On Malloy's watch the state also persuaded Jackson Laboratories to build its new research center in Farmington, using a $290 million incentive package. And in October 2011 the legislature approved a $626 million jobs bill that provides state financial help for everything from start ups, to existing small companies, to corporations.
The Malloy team is convinced that this aggressive economic policy will create thousands of jobs, get the economy going and generate the tax revenues necessary to escape what has been a constant state of fiscal crisis. The problem for the governor is that it will take time and the corner may not be turned in time for his 2014 re-election.
Business leaders also warn that while all these incentive deals might say open for business to some select companies, inconsistent tax and fiscal policies are sending the opposite signal - stay away.
Connecticut's best economic development tool, said John Rathgeber, president and CEO of Connecticut Business and Industry Association, would be "making the changes needed to control spending, demonstrate fiscal discipline, and make government more efficient."
Instead the administration - after assuring the business community that a series of taxes imposed when Malloy arrived in office after his 2010 election would only be temporary and sunset this year - is now asking the legislature to extend them. These include the corporation tax surcharge, the electric generation tax (the only one in the nation), and the insurance premium tax credit limit.
The problem with going back on such a promise is that businesses want some certainty in their long-range planning. When a state seems in constant fiscal turmoil, and is always changing its tax policies, it creates uncertainty and makes other states more attractive.
The continuation of the electric generation tax is particularly troublesome.

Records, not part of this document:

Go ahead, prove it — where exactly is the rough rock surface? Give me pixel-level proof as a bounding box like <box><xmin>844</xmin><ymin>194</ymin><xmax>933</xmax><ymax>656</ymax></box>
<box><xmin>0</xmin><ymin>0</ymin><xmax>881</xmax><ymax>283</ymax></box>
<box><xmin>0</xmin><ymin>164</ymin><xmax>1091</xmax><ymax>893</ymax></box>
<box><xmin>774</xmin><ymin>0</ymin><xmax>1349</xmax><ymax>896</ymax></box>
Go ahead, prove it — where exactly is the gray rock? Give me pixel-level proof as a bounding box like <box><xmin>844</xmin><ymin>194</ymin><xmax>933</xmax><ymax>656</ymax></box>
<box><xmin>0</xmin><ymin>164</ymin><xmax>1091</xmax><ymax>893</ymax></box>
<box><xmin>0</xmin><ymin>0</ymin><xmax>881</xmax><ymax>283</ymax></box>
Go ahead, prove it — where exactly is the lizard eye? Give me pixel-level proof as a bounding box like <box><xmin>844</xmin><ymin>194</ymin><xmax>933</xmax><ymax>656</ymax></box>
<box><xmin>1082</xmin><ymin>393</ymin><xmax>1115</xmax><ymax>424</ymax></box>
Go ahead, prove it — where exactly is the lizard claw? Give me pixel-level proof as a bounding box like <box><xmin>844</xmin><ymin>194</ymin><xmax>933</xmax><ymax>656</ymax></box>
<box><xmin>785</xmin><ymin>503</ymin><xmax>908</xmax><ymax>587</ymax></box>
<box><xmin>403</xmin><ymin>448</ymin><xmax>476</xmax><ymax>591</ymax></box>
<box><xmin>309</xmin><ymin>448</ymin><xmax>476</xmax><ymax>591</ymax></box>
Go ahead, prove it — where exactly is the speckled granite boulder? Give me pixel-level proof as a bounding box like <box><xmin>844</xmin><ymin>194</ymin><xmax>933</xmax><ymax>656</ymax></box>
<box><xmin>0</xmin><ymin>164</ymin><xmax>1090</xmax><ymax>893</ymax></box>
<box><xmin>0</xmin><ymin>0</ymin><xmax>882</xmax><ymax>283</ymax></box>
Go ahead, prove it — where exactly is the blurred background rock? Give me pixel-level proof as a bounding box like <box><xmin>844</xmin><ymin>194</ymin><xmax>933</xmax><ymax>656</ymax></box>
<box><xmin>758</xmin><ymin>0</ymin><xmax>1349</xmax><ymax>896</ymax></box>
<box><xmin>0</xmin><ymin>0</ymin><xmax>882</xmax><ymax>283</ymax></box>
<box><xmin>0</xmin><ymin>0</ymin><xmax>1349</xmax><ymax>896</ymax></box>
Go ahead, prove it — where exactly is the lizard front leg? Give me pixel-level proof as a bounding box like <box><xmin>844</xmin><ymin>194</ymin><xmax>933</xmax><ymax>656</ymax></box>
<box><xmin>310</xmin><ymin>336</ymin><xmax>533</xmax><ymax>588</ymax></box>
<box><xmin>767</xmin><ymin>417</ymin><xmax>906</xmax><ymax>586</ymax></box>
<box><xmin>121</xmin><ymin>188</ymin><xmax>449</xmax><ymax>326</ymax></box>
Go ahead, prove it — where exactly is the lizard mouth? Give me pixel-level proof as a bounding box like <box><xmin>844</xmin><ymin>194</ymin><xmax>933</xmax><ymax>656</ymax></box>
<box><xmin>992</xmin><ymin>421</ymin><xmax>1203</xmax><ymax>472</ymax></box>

It falls most heavy on Millstone (nuclear) Power Station in Waterford and the four largest natural gas power plants. Those five plants pay about 95 percent of the proposed generator tax. Extending the tax works against Malloy's stated policies of trying to lower energy costs and promote greater use of natural gas, because it is cheaper and cleaner than oil and coal.
But this is a governor who finds himself in a bind, having agreed to no layoffs and pay raises under the past concession deal, he can do little to cut labor spending. Many of the expenses he faces are fixed. And Malloy has been unwilling, so far, to seek a rollback of state employee retiree benefits, though he has taken steps to more adequately fund them.
Malloy is probably right. The governor elected in November 2014 will benefit from the job creation produced by all these state-assisted business expansions. The question is whether that governor will be Dan Malloy.
Paul Choiniere is the editorial page editor.